City looks at downtown safety issues

Stricter fines are on tap for people illegally carrying guns downtown, but a new city system to license bars and other entertainment businesses is not – at least not yet.

City commissioners at their Tuesday evening meeting unanimously approved an ordinance that will add significant jail time for people who illegally carry weapons near a bar. That ordinance was widely praised by bar and club owners, but a new entertainment licensing system was as popular as flat beer.

Commissioners said they wanted to put the entertainment licensing idea on hold until they could have formal meetings with representatives of the bar and entertainment industry. A meeting date will be set later by city staff.

The licensing system, as currently proposed, would allow the city to revoke an entertainment license for a variety of issues including noise problems, an accumulation of trash or litter in the surrounding area, or an increase in criminal activity within the vicinity of the bar or club by patrons who are leaving or entering the establishment.

Seven members of the public – most with ties to the bar industry – spoke against the idea of a new licensing system. No one from the public spoke in favor of it.

Those speaking against it included Dennis Steffes, owner of the Last Call, a downtown nightclub where several shots were fired last year.
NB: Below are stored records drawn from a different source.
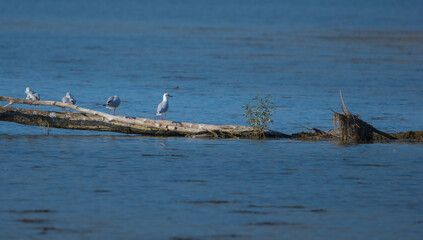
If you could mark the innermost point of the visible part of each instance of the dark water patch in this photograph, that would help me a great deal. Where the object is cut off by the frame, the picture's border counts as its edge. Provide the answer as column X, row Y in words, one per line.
column 368, row 165
column 220, row 236
column 45, row 230
column 130, row 76
column 162, row 155
column 33, row 220
column 352, row 178
column 101, row 191
column 282, row 224
column 319, row 210
column 91, row 48
column 251, row 212
column 184, row 77
column 279, row 207
column 32, row 211
column 227, row 236
column 189, row 180
column 215, row 202
column 77, row 61
column 184, row 238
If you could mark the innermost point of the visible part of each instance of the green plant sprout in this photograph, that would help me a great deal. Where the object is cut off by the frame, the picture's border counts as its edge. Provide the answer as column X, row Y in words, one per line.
column 258, row 113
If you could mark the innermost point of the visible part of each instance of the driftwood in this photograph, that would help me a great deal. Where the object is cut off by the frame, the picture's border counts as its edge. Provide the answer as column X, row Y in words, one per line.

The club at 729 N.H. has been accused of attracting patrons who bring guns into downtown.

Steffes told commissioners the licensing idea was an attempt to punish businesses for the actions of individuals. “You don’t close a bank for having armed robberies,” Steffes said. “You don’t close a gas station for having too many drive-offs. You don’t fire a police officer for having too many speeders in his jurisdiction. But you want to close entertainment venues simply for working with what society gives us to work with.”

Several bar owners said they would like to see more police presence downtown. Some suggested using video cameras to film activity in problem parking lots, or parking retired police cars in those lots to provide the sense of a police presence. Commissioners also said they were exploring the use of the state’s nuisance law, which has been used in Topeka to close problem businesses.

On the gun issue, commissioners on a 5-0 vote approved changes to an existing ordinance that makes it illegal to carry a weapon within 200 feet of a drinking establishment unless a person has a concealed-carry permit or meets several other specific exceptions.

The changes to the ordinance raise the minimum jail time from zero days to 30 days for a first-time offender, 90 days for a two-time offender and 180 days for a three-time offender.